1992 D21 KA24E w/fuel injection. What is the best way to check fuel pressure? There is no fitting on the fuel rail. 

Thanks in advance.


----------



## rogoman (Dec 16, 2004)

Remove the hose on the output side of the fuel filter and install a short piece of fuel hose with a tee for the fuel pressure gauge. Now reconnect the original hose to the tee and you're all set to go.


----------



## jblakeslee (Nov 30, 2005)

*Fuel Pressure testing*

Thanks...now all I need to check is if the fuel pressure gauge I have reads high enough......

The Haynes manual said it something about it should be 33 with vacuum and 43 without? What is that all about?

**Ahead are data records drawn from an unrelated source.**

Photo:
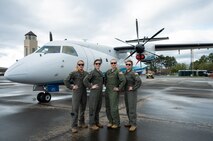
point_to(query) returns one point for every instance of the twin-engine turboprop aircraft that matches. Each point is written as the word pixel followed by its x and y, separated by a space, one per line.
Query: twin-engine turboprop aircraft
pixel 48 66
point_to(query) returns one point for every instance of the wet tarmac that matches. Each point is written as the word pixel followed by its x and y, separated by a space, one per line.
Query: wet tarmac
pixel 169 109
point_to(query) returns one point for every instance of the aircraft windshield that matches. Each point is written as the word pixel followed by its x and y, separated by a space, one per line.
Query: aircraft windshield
pixel 69 50
pixel 49 49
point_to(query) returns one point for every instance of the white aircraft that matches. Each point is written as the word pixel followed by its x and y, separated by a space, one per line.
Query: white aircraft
pixel 48 66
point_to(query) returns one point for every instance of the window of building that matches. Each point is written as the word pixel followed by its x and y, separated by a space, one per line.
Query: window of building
pixel 69 50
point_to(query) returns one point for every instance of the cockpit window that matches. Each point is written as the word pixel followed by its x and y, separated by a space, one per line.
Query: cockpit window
pixel 49 49
pixel 69 50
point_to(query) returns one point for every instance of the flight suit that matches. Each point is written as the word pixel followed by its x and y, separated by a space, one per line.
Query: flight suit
pixel 95 97
pixel 113 78
pixel 79 97
pixel 130 97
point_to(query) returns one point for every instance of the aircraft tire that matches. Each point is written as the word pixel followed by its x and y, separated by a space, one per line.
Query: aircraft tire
pixel 40 97
pixel 47 97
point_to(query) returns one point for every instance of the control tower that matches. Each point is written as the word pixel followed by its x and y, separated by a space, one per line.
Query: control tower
pixel 30 43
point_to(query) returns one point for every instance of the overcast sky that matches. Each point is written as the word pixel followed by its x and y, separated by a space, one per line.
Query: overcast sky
pixel 100 21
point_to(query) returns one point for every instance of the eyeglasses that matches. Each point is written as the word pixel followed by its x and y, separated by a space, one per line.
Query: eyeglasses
pixel 80 64
pixel 113 62
pixel 97 63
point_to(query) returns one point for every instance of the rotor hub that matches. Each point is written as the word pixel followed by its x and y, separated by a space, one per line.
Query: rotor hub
pixel 139 48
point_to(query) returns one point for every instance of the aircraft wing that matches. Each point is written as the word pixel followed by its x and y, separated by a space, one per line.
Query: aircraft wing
pixel 124 49
pixel 146 38
pixel 165 47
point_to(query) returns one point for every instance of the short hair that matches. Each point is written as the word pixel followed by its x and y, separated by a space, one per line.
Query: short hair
pixel 97 60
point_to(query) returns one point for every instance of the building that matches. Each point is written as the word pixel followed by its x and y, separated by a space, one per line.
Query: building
pixel 30 43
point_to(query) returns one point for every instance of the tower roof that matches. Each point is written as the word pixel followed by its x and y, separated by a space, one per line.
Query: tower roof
pixel 30 33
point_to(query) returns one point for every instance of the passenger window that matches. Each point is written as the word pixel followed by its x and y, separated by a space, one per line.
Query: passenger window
pixel 49 49
pixel 69 50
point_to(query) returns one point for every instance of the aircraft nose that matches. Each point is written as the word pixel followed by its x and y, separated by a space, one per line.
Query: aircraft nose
pixel 16 73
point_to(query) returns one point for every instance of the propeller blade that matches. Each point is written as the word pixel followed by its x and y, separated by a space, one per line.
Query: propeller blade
pixel 124 42
pixel 152 53
pixel 137 31
pixel 154 35
pixel 131 54
pixel 51 37
pixel 137 62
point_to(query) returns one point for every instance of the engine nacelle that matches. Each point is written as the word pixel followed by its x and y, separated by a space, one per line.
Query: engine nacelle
pixel 140 57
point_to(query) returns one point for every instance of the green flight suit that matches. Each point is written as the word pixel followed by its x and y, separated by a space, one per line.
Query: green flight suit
pixel 132 79
pixel 79 96
pixel 95 97
pixel 113 78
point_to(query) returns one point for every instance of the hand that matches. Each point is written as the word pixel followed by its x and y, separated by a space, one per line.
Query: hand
pixel 94 86
pixel 115 89
pixel 75 87
pixel 130 88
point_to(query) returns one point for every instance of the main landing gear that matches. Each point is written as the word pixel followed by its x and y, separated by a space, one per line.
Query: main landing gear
pixel 44 97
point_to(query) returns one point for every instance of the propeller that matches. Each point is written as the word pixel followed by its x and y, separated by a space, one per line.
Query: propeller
pixel 51 37
pixel 140 48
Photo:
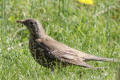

What should the pressue be at the output of the filter?


----------



## rogoman (Dec 16, 2004)

The pressure at the output of the filter will vary as dictated by the pressure regulator. The pressure regulator has a vacuum line connector which is what the Haynes manual refers to. With the engine idling or part-throttle operation, there is full vacuum at the regulator, thus 33 psi. At full throttle, no vacuum and 43 psi to provide more fuel flow that the engine needs.


----------



## cwilliamrose (Jul 11, 2010)

My V6 D21 runs 75-80psi unregulated.............Bill


----------



## jblakeslee (Nov 30, 2005)

thanks......common sense would tell me that if the pressure is low at the output of the filter, then I need to either just change the filter, and check again, or check the pressure before the filter.....the eliminate it as part of the problem.......


----------